In 1988, the former totalitarian regime in Bulgaria perpetrated one of the gravest crimes against the European biological diversity. Hundreds of thousand tons of poisonous chemicals (rodenticides) were spread over a huge part of the country’s territory, causing the death of more than a million wild birds wintering in Bulgaria. In December 1988, the informal group of students and researchers from Plovdiv University and the Institute of Ecology gathered carcasses of dead birds and organized the first ecological demonstration in the country. This small group of nature-lovers got the support of the public, thus a new organization came into being – GREEN BALKANS.

In 1992, the regional societies established in the country were united into a national network entitled GREEN BALKANS Federation of Nature Conservation NGOs. 

In late 2008, GREEN BALKANS Network reached a membership of 4,500 individual members united in 4 regional offices and 25 correspondent centers. 

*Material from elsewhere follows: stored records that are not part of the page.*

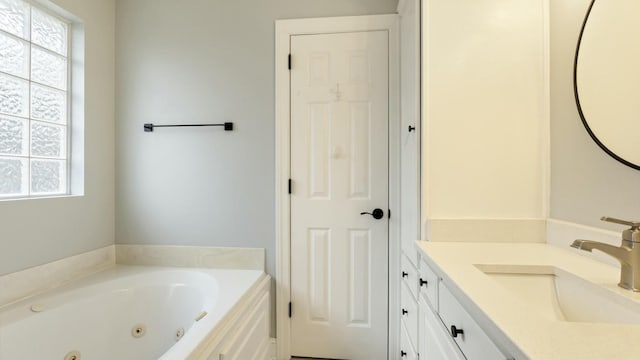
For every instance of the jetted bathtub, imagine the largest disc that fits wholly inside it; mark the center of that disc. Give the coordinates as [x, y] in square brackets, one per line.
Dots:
[143, 313]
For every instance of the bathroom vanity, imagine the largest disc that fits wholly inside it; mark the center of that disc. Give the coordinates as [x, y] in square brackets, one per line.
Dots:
[515, 301]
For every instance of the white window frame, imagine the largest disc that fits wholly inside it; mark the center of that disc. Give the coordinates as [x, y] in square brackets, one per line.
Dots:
[74, 93]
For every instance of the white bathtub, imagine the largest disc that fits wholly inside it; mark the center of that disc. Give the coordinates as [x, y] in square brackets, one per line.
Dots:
[128, 313]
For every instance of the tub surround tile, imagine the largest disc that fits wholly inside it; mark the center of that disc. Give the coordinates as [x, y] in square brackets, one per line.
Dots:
[191, 256]
[28, 282]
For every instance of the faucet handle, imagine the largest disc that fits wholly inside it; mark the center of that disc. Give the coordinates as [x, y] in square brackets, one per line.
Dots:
[634, 224]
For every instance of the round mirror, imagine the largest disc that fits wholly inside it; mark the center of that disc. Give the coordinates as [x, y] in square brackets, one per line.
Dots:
[607, 77]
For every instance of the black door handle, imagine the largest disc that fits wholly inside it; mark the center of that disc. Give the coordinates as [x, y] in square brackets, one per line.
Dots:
[455, 331]
[376, 213]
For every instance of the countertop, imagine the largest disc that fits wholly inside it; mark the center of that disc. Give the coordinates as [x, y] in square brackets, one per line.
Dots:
[517, 329]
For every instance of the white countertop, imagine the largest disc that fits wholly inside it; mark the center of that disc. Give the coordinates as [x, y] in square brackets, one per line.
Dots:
[507, 319]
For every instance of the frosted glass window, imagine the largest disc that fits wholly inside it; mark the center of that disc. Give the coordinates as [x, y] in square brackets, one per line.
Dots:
[34, 101]
[14, 136]
[14, 17]
[14, 56]
[48, 32]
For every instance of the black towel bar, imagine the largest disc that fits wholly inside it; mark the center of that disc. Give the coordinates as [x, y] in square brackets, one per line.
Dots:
[149, 127]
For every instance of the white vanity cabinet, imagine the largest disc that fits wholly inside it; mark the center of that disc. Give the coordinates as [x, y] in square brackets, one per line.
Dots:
[435, 342]
[446, 331]
[408, 311]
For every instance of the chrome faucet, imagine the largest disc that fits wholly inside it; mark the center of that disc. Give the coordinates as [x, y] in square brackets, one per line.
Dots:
[628, 253]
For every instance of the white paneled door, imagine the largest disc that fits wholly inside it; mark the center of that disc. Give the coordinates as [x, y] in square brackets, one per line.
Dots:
[339, 168]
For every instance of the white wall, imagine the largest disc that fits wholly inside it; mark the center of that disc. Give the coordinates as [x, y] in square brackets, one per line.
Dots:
[33, 232]
[585, 182]
[202, 61]
[484, 148]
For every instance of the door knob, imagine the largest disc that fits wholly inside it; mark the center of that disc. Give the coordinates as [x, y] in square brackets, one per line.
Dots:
[455, 331]
[376, 213]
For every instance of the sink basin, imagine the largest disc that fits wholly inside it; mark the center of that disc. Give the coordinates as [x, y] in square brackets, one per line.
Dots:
[562, 296]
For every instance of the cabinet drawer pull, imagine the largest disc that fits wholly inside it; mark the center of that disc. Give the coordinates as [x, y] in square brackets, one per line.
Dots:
[455, 331]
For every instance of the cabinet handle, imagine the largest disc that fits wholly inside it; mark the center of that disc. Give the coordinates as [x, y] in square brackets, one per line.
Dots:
[455, 331]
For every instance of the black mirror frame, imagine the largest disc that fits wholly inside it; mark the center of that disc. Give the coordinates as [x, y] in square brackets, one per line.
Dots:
[577, 97]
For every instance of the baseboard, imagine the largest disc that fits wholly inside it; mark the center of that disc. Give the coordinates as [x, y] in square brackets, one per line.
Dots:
[486, 230]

For its almost 20 years’ existence, the Organization, supported by its partners and donors, such as the EU PHARE Program, USAID, GEF, REC, UNDP, WWF, EURONATUR, has implemented more than 110 nature conservation projects. The direct investments, amounting to $ 3,5 million, involve projects managed by Green Balkans or in partnership with other organizations. Two big conservation projects for the Danube and the Western Rhodope Mountains, for the amount of about € 20 million, have been initiated by Green Balkans, WWF DCP, and the UNDP office in Bulgaria. 

Green Balkans’ volunteers and civil groups implemented more than 400 actions, 180 of which were of national significance. Many of these actions were mass protest demonstrations that managed to prevent the perpetration of serious crimes against the nature of Bulgaria.